Predictive Analytics

What’s the Difference Between Predictive Analytics & AI?

In recent years, AI has transformed from a concept only heard of in Si-Fi movies to an everyday business reality. Its solutions are employed across all types of companies, from high-tech giants to supermarkets to insurance brokers, and everything in between. Big data and predictive analytics software are also trending, with 90% of companies stating that their business depends on data analysis and that they plan to increase their budget in this area. 

Both AI and predictive analytics are two terms frequently heard together. But what do they mean precisely, and what’s the connection between them? And more importantly, how can you harness the power of AI and predictive analytics for financial software in your business. Let’s find out. 

What is artificial intelligence?

Artificial intelligence, more commonly known by its abbreviated form of AI, is a type of computer science that attempts to emulate human thinking. Does this mean that machines think for themselves? Well, yes and no. AI uses an algorithm to ‘think,’ meaning it makes its ‘decisions’ based on the information it is programmed with or programmed to learn. AI is capable of learning from data. This is a concept known as Machine Learning. Some of the most well-known AI solutions include Google Search, smart assistants such as Siri or Alexa, stock trading robo-advisors, and social media platforms like Facebook.

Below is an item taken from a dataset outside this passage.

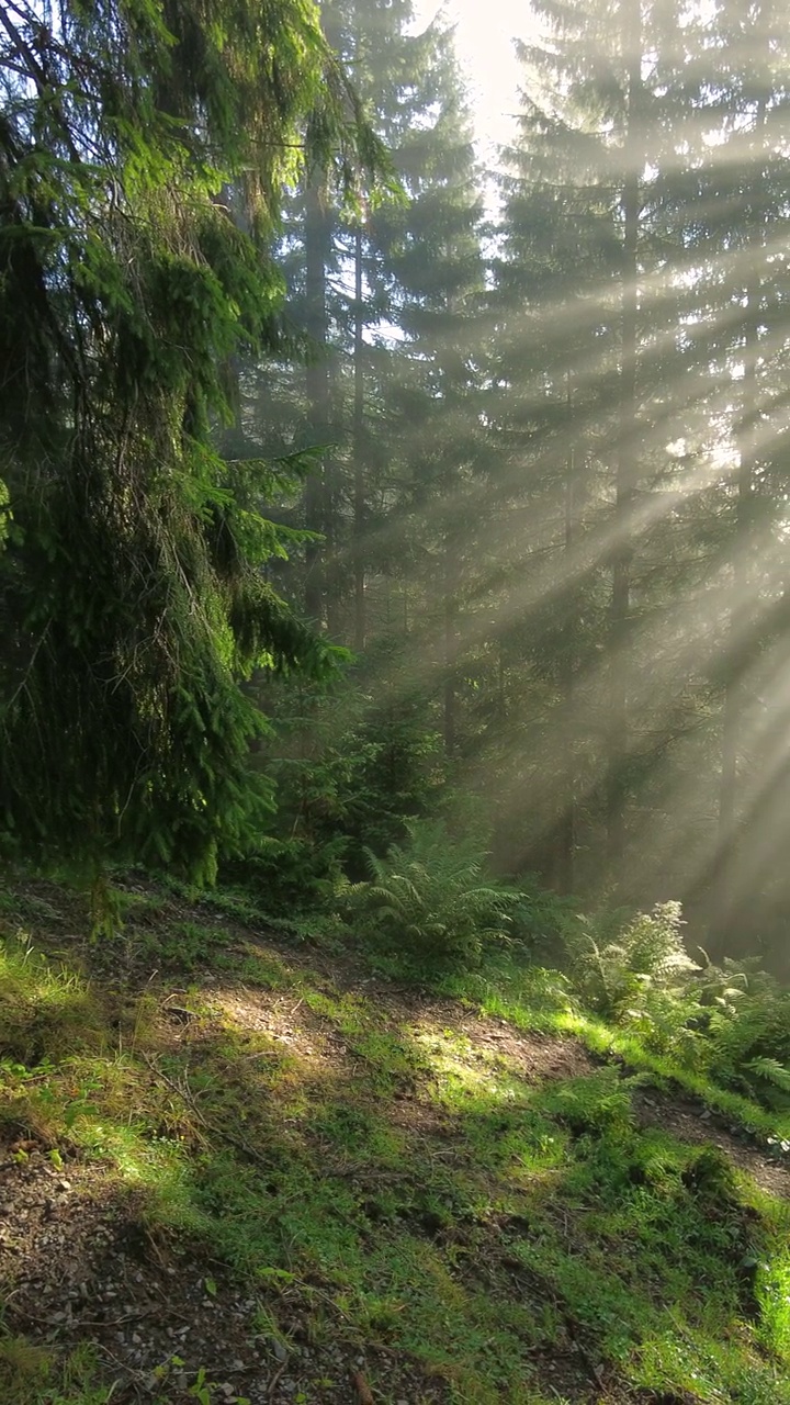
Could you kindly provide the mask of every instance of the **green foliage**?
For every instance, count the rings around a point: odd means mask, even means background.
[[[243,882],[260,912],[285,917],[315,913],[332,906],[343,882],[344,853],[343,839],[320,844],[302,835],[263,839],[240,863],[226,864],[222,875]]]
[[[344,894],[351,919],[425,969],[474,965],[485,947],[507,940],[514,894],[486,882],[485,854],[443,823],[412,821],[408,835],[385,858],[368,853],[370,882]]]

What are predictive analytics solutions?

Predictive analytics is a type of technology that studies historical data and external data and utilizes them to draw conclusions about the future—a kind of “what if?” scenario. Unlike descriptive analytics, which defines current events, predictive analytics goes further to surmise what these might mean going forward. Such predictive analytics solutions are employed in numerous industries, from stock trading to deciding the right insurance rate for a client.  

How are predictive analytics solutions and AI different?

As we’ve seen above, predictive analytics and AI are separate concepts and tools, but ones that are closely connected. While the technologies are independent of each other, in real-life usage, it’s often not a matter of “if” or “which one?” Instead, it’s all about how to choose the optimum combination for your business needs. Here’s how it can work. 

How can you utilize predictive analytics and artificial intelligence in your business?

It’s one thing having data at your fingertips. It’s another to be able to use it purposefully. Let’s take a look at the process of using data in decision making software. For our example, we look at loan scoring. However, such solutions can be employed in almost every business area that requires data to make decisions, from knowing your customer base to adapting your business offerings, to risk management and more.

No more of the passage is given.